Despite being relatively close together in the real world (making their latency relatively low), Rob doesn't think it would have been possible for them all to play the same song in sync together. However, he believes collaborative live music performances are still possible in High Fidelity:
"Tight rhythmic synchrony is still pretty hard to pull off," as he puts it. "JackTrip [syncing software] comes closer, but a lot depends on each user’s set up. Still, a lot of cool music can be made that doesn’t rely on tight grooves!"
Here's what he means:
"With these online platforms that introduce significant latency, I tend to think about music that works well with musicians spread far apart, like at opposite ends of a football field or aircraft hanger. So music that is more ambient/textural and less groove-oriented can be a good approach."

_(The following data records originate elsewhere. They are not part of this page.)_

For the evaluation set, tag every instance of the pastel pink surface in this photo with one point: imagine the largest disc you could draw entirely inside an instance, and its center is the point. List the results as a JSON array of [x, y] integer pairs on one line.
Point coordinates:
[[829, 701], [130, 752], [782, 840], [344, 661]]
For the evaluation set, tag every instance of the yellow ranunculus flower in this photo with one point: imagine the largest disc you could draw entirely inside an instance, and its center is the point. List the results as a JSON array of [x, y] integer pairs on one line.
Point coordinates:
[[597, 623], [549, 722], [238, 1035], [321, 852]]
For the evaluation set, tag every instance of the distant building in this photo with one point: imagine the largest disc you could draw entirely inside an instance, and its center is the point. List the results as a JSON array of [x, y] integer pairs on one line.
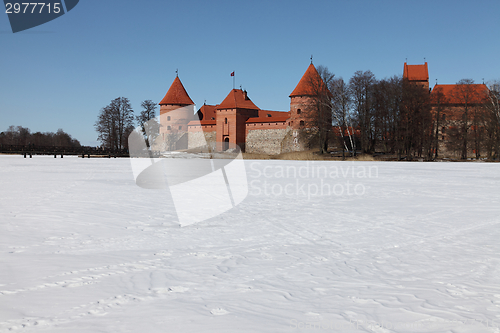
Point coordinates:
[[450, 103]]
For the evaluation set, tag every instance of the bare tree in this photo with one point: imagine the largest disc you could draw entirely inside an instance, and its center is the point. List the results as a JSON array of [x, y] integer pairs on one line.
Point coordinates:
[[320, 108], [361, 86], [465, 95], [415, 121], [341, 103], [147, 122], [492, 105], [115, 123], [439, 101]]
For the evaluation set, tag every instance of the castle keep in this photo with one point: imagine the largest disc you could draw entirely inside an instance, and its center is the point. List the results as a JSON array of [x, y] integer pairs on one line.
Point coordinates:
[[237, 120]]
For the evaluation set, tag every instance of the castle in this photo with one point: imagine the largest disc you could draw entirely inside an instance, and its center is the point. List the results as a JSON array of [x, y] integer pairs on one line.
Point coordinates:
[[237, 120], [450, 103]]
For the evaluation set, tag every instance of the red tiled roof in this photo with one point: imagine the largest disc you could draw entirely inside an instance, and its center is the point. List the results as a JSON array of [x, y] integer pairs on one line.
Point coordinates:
[[453, 93], [237, 98], [416, 72], [176, 94], [305, 87], [208, 112], [270, 117]]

I'd love to see more experiments in that direction. Imagine a High Fidelity space where each location is "shaped", so to speak, by the live music being played by a different musician -- for instance, a virtual version of a neighborhood in Paris that hundreds of people can explore at the same time, gathering together to hear any nearby street corner musician or singer that happens to catches their ear.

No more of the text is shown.